Gafi merasa bersalah. Pasti dia sangat kecewa karena sudah capek mempersiapkan bekal, tapi dia dapati suaminya sedang berdua dengan kekasihnya.
"Ma, aku mau ke kamar. Istirahat," ucap Gafi.
"Pergilah, lihat istrimu. Tadi mama sudah tawari ke dokter, tapi dia tak mau," balas Mama Dewi.
"Iya, Ma," jawab Gafi.
Dia berjalan sedikit cepat menuju lantai dua. Membuka pintu kamar dengan perlahan. Dia pikir istrinya telah tidur terjadi sedang merajut di dekat jendela kamar.
"Kamu belum tidur?" tanya Gafi.
"Belum, Mas," jawab Alana sambil tetap terus merajut tanpa menoleh ke arah pria itu.
Gafi lalu berjalan menuju tempat Alana duduk. Melihat tangan terampil wanita itu merajut baju bayi.
"Kenapa harus merajut sendiri. Kamu bisa membelinya di toko. Aku sudah berikan kartu, bisa gunakan untuk kebutuhan kamu dan bayi," ucap Gafi.
Alana menghentikan kegiatannya. Memandangi Gafi dengan tatapan yang sulit diartikan. Pria itu tampak sedikit gugup dipandangi begitu intensnya.
"Mas, aku senang bisa membuat baju untuk anakku dari tangan ini. Lagi pula, aku tak mau menggunakan uangmu terlalu banyak. Takut nanti ada yang marah dan mengatakan aku matre. Lagi pula aku melakukan ini agar aku makin mahir merajut. Ini bisa aku gunakan untuk mencari nafkah nanti saat kita bercerai," ucap Alana.
"Bercerai ...?" tanya Gafi. Entah mengapa dia tak suka saat Alana mengatakan tentang perceraian.

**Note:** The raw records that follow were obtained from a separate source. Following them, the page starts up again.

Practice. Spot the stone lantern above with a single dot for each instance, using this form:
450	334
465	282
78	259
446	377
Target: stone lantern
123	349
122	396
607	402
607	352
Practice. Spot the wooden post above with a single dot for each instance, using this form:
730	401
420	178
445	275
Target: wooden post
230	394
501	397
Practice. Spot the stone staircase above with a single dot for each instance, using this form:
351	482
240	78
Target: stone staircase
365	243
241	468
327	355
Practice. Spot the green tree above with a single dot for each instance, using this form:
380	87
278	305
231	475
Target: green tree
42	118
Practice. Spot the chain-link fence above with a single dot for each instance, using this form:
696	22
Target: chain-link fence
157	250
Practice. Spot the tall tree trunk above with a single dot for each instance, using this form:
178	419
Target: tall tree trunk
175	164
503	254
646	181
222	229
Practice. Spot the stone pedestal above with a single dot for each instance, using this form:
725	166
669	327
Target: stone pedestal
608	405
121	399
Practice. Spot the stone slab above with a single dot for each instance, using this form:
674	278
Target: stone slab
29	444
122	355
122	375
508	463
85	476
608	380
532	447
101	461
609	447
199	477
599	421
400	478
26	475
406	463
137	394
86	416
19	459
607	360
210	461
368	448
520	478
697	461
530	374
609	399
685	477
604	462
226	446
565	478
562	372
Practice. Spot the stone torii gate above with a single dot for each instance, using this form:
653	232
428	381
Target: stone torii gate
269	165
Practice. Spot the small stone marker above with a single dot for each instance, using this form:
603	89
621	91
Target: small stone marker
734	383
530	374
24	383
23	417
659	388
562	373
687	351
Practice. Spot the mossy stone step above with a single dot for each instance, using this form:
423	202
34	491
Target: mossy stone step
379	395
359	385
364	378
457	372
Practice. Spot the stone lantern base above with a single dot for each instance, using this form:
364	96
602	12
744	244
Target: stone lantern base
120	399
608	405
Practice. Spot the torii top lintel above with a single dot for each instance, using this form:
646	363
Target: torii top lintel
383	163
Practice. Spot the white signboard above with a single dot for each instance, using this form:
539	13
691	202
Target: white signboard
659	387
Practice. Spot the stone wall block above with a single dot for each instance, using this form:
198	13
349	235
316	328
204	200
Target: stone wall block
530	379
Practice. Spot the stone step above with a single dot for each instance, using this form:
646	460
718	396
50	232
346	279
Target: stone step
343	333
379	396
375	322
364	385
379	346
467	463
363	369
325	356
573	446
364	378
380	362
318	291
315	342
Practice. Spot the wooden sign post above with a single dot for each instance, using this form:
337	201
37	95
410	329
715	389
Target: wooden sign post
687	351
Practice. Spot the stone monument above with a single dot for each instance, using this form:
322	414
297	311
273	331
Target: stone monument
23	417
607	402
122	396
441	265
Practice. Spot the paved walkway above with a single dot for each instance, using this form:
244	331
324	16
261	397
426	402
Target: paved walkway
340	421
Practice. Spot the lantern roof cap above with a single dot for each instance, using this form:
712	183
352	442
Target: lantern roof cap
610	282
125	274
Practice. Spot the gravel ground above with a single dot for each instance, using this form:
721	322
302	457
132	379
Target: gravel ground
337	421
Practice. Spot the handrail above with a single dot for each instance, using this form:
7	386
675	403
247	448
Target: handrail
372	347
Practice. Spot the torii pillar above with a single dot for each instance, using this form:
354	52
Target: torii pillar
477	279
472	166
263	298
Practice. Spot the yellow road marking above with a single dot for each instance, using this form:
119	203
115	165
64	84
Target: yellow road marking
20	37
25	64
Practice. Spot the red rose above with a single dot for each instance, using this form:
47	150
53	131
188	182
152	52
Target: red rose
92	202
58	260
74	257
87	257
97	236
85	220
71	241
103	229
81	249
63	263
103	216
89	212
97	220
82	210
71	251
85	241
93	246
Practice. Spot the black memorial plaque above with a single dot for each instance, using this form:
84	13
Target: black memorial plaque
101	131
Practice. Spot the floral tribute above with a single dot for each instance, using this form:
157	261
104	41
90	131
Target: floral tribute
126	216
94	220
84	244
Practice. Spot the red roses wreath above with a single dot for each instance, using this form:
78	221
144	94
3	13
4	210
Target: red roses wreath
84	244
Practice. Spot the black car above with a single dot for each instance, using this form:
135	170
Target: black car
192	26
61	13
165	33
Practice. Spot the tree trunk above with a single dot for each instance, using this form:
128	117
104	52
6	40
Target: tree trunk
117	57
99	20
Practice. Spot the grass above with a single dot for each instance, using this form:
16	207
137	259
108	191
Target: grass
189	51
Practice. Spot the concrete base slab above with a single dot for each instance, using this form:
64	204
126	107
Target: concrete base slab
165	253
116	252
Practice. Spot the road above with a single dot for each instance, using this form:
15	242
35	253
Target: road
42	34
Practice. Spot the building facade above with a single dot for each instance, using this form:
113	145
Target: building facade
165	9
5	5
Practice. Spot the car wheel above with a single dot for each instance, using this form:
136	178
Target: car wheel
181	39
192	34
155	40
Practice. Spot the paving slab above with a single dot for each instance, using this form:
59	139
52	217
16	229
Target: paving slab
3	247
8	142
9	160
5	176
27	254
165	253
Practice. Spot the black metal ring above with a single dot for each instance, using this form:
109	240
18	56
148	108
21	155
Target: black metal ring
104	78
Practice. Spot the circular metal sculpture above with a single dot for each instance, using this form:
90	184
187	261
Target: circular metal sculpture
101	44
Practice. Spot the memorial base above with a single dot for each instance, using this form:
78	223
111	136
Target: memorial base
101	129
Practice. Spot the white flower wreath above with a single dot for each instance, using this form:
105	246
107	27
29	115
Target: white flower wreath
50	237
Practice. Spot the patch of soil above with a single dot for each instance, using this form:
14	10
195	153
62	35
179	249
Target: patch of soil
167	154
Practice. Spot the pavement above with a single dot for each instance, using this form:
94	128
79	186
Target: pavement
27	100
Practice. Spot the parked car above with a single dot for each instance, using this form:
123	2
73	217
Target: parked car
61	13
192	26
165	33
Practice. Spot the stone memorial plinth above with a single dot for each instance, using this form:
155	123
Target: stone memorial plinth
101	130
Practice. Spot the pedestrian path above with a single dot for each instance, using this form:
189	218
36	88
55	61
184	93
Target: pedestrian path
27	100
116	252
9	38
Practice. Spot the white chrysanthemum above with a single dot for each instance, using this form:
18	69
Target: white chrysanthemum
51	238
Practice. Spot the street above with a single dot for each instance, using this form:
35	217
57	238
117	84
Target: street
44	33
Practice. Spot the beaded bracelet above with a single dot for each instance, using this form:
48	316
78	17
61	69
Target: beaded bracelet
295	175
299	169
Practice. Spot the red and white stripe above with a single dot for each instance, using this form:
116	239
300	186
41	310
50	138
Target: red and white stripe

"Iya, enam bulan itu waktu yang singkat. Aku harus siapin semuanya. Apa Mas mau mandi? Aku siapin air hangat dulu," ucap Alana.
Dia lalu berdiri dari duduknya. Ingin berjalan menuju kamar mandi, tapi tangannya di tahan Gafi.
"Alana ... kamu masih marah denganku?" tanya Gafi.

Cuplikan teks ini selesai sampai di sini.